Pritchard: Turnovers, sputtering offense do in Broncos once again
Nov 19, 2017, 10:05 PM | Updated: 10:06 pm
1. Turnovers do in the Broncos once again
The Denver Broncos officially have more turnovers than touchdowns.
After Sunday’s loss, Denver has collected five rushing and 12 passing touchdowns. Tack on two defensive touchdowns and the Broncos have 19 total on the season.
Compare that with the nine fumbles lost and 14 interceptions thrown, and Denver has a turnover-to-touchdown ratio of 24:19.
“We moved the ball offensively, but we had two turnovers. They both led to points. That’s 13 points there. That’s the game again,” head coach Vance Joseph said after the game.
“Effort is good. Guys are making plays, but you can’t turn the ball over. That’s the night. You can’t do it.”
And Brock Osweiler’s interception in the end zone, particularly, made it hard for the Broncos to win the game.
“Bottom line, no excuses. I can’t turn the football over. It’s something that we’ve talked about now going on over a month. Just protect the football, have zero turnovers at the end of the game and see where we are,” Osweiler said after the game. “And I think, tonight, if we would’ve played a brand of football like that, we would’ve been in a much better position.
“But at the end of the day, give credit to the Bengals. They came here, they had a great gameplan, they played hard and they forced two turnovers. We need to play better.”
2. You get what you pay for
The Broncos allocate among the fewest dollars to the quarterback position in the National Football League.
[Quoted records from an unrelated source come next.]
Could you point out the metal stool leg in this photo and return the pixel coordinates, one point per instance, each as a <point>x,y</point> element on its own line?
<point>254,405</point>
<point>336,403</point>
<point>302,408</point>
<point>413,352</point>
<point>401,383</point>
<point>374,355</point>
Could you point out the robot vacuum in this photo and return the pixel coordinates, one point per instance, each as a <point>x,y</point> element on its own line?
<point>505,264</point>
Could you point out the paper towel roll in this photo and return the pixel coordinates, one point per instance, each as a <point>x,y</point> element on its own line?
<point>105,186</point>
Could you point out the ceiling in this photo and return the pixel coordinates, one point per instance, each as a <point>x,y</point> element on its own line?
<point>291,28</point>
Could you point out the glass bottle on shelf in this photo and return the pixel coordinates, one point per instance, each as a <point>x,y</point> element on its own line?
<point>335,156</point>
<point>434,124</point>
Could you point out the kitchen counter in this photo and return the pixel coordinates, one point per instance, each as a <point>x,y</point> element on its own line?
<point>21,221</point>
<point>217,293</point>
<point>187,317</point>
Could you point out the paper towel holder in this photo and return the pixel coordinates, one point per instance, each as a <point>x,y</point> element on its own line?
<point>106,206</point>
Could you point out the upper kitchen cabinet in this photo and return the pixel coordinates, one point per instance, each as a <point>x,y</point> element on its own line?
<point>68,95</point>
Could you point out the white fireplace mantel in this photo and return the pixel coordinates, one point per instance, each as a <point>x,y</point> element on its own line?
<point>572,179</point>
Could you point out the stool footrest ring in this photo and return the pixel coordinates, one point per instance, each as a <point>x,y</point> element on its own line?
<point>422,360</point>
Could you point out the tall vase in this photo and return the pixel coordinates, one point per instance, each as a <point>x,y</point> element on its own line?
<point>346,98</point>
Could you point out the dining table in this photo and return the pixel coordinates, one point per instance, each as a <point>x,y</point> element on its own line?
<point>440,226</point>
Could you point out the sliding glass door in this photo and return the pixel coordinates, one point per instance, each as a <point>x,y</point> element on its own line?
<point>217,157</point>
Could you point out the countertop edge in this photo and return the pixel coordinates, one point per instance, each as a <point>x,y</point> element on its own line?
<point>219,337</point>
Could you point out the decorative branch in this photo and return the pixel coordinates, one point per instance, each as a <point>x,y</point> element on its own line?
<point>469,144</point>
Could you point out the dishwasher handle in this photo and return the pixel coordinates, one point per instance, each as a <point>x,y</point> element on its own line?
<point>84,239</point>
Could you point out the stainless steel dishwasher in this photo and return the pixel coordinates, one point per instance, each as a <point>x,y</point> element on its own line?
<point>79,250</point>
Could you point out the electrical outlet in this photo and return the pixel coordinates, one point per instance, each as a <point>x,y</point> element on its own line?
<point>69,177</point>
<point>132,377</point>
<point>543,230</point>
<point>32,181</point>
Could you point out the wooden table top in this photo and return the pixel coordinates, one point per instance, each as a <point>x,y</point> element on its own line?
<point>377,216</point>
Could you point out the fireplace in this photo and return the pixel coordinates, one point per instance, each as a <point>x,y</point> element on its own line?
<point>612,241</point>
Per Spotrac.com, the Broncos spend just more than 2 percent of its cap space on quarterbacks to the tune of $3.56 million. That’s more than just five teams — the Houston Texans, Cleveland Browns, Dallas Cowboys, San Francisco 49ers, and Green Bay Packers.
When you can’t convert on third downs and have trouble scoring inside the red zone, it’s a direct correlation to inability at the Broncos quarterback position.
Denver must upgrade this position soon.
3. Broncos fail to move the chains
Ordinarily, converting 57 percent of your third-down situations is pretty good. But not when you have 21 third down situations.
Twenty-one? Really?
The Broncos can’t generate big plays for chunk yards. They’re not staying ahead of the chains by winning on early downs.
This has made playing offense way too difficult.